Building from Sources
== Building Apache Spark from Sources
You can download pre-packaged versions of Apache Spark from http://spark.apache.org/downloads.html[the project's web site]. The packages are built for a different Hadoop versions for Scala 2.11.
NOTE: Since https://github.com/apache/spark/commit/289373b28cd2546165187de2e6a9185a1257b1e7[[SPARK-6363][BUILD] Make Scala 2.11 the default Scala version] the default version of Scala in Apache Spark is 2.11.
The build process for Scala 2.11 takes less than 15 minutes (on a decent machine like my shiny MacBook Pro with 8 cores and 16 GB RAM) and is so simple that it's unlikely to refuse the urge to do it yourself.
You can use <
=== [[sbt]] Using sbt as the build tool
The build command with sbt as the build tool is as follows:
./build/sbt -Phadoop-2.7,yarn,mesos,hive,hive-thriftserver -DskipTests clean assembly
Using Java 8 to build Spark using sbt takes ca 10 minutes.
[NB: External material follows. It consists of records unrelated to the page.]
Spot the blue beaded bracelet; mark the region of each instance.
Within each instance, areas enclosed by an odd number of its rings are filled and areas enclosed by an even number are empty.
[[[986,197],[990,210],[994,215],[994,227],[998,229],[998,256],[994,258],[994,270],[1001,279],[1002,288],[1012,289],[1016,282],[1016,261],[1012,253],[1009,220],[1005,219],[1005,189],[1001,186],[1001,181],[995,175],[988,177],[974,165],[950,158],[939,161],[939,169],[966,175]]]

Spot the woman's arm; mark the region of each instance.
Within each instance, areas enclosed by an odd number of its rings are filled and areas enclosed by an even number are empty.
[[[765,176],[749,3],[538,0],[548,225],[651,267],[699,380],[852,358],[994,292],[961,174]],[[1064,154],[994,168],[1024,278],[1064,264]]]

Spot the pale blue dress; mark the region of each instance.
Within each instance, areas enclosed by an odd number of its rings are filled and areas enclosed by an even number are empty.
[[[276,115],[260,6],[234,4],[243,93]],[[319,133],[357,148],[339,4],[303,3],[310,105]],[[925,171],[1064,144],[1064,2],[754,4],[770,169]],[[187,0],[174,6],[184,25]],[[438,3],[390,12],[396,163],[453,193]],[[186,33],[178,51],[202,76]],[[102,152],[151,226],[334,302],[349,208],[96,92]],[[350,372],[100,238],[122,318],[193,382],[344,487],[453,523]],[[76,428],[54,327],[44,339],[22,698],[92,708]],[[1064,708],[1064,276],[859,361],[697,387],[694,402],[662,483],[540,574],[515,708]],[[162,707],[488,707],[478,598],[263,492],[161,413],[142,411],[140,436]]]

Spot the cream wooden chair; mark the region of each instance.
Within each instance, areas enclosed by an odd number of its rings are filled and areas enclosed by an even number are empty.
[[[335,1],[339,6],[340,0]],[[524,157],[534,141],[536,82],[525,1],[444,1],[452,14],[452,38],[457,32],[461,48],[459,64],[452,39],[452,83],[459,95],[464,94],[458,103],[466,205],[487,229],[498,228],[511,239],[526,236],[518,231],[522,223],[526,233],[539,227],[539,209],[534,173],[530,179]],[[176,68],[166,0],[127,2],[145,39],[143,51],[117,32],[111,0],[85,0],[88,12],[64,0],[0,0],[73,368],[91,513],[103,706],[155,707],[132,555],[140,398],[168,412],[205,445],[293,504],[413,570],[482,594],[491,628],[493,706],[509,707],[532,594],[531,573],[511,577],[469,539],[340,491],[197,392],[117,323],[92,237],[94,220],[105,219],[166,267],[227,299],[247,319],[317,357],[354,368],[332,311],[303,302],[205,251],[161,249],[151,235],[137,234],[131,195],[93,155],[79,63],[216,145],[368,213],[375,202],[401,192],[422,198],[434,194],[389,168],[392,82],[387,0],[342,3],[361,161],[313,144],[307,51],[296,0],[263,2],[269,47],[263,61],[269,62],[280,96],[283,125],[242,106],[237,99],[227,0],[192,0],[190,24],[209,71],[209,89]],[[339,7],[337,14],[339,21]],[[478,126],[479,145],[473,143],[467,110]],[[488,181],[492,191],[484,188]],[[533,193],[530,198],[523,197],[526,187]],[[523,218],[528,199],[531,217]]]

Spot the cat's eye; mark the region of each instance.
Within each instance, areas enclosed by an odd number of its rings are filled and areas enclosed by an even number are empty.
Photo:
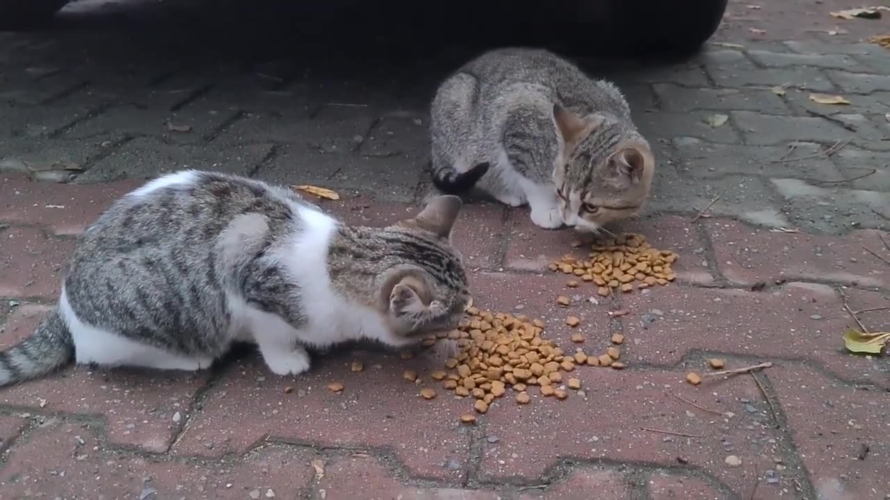
[[[587,203],[587,202],[585,202],[585,204],[582,206],[582,208],[587,214],[596,214],[600,210],[599,206],[596,206],[592,203]]]

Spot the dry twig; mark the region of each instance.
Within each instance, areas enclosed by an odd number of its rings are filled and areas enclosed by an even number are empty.
[[[689,222],[694,223],[696,221],[700,219],[705,214],[705,212],[708,212],[708,210],[710,209],[710,207],[714,206],[714,204],[716,203],[718,199],[720,199],[720,197],[716,197],[716,198],[712,199],[711,202],[708,204],[708,206],[706,206],[701,212],[699,212],[699,214],[693,217],[692,220],[690,221]]]
[[[685,432],[675,432],[673,431],[662,431],[661,429],[652,429],[651,427],[640,427],[643,431],[648,431],[650,432],[658,432],[659,434],[670,434],[671,436],[682,436],[684,438],[704,438],[704,436],[700,436],[698,434],[686,434]]]
[[[693,403],[692,401],[690,401],[689,399],[684,398],[683,396],[681,396],[679,394],[674,394],[674,397],[676,398],[677,399],[680,399],[684,403],[686,403],[687,405],[692,405],[692,407],[695,407],[699,408],[700,410],[701,410],[703,412],[708,412],[708,413],[710,413],[710,414],[719,415],[720,416],[724,416],[724,413],[723,412],[719,412],[717,410],[712,410],[712,409],[709,409],[709,408],[706,408],[705,407],[702,407],[701,405],[699,405],[699,404]]]
[[[719,376],[724,375],[745,374],[748,372],[752,372],[754,370],[759,370],[760,368],[768,368],[772,366],[773,363],[766,361],[765,363],[760,363],[759,365],[752,365],[750,367],[742,367],[740,368],[732,368],[731,370],[721,370],[719,372],[710,372],[707,374],[701,374],[701,376]]]

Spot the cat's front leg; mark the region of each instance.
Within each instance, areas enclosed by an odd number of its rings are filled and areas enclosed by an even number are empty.
[[[531,222],[535,225],[554,230],[562,227],[562,214],[559,209],[556,190],[549,182],[538,183],[530,179],[523,179],[522,190],[531,208]]]

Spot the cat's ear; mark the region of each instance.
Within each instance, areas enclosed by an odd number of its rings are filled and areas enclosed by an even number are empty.
[[[441,238],[449,239],[462,205],[460,198],[454,195],[436,197],[426,204],[420,214],[408,222]]]
[[[562,140],[570,143],[576,142],[588,125],[587,122],[559,104],[554,104],[554,121]]]
[[[628,146],[613,153],[609,158],[609,165],[613,175],[635,183],[643,179],[646,165],[652,161],[652,153],[648,148]]]

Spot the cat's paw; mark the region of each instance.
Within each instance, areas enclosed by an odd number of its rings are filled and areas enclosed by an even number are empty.
[[[298,347],[290,352],[273,351],[263,352],[263,359],[265,360],[269,369],[275,375],[300,375],[309,370],[309,353],[302,347]]]
[[[555,230],[562,227],[562,215],[560,214],[559,208],[550,208],[548,210],[531,210],[531,222],[536,226],[546,230]]]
➜ spark git:(master) ✗ ./build/sbt -Phadoop-2.7,yarn,mesos,hive,hive-thriftserver -DskipTests clean assembly
...
[success] Total time: 496 s, completed Dec 7, 2015 8:24:41 PM
=== [[profiles]] Build Profiles
CAUTION: FIXME Describe yarn profile and others
==== [[hive-thriftserver]] hive-thriftserver
Maven profile for Spark Thrift Server
CAUTION: FIXME
TIP: Read spark-sql-thrift-server.md[Thrift JDBC/ODBC Server -- Spark Thrift Server (STS)].
=== [[maven]] Using Apache Maven as the build tool
The build command with Apache Maven is as follows:
$ ./build/mvn -Phadoop-2.7,yarn,mesos,hive,hive-thriftserver -DskipTests clean install
After a couple of minutes your freshly baked distro is ready to fly!
I'm using Oracle Java 8 to build Spark.
➜ spark git:(master) ✗ java -version
java version "1.8.0_102"
Java(TM) SE Runtime Environment (build 1.8.0_102-b14)
Java HotSpot(TM) 64-Bit Server VM (build 25.102-b14, mixed mode)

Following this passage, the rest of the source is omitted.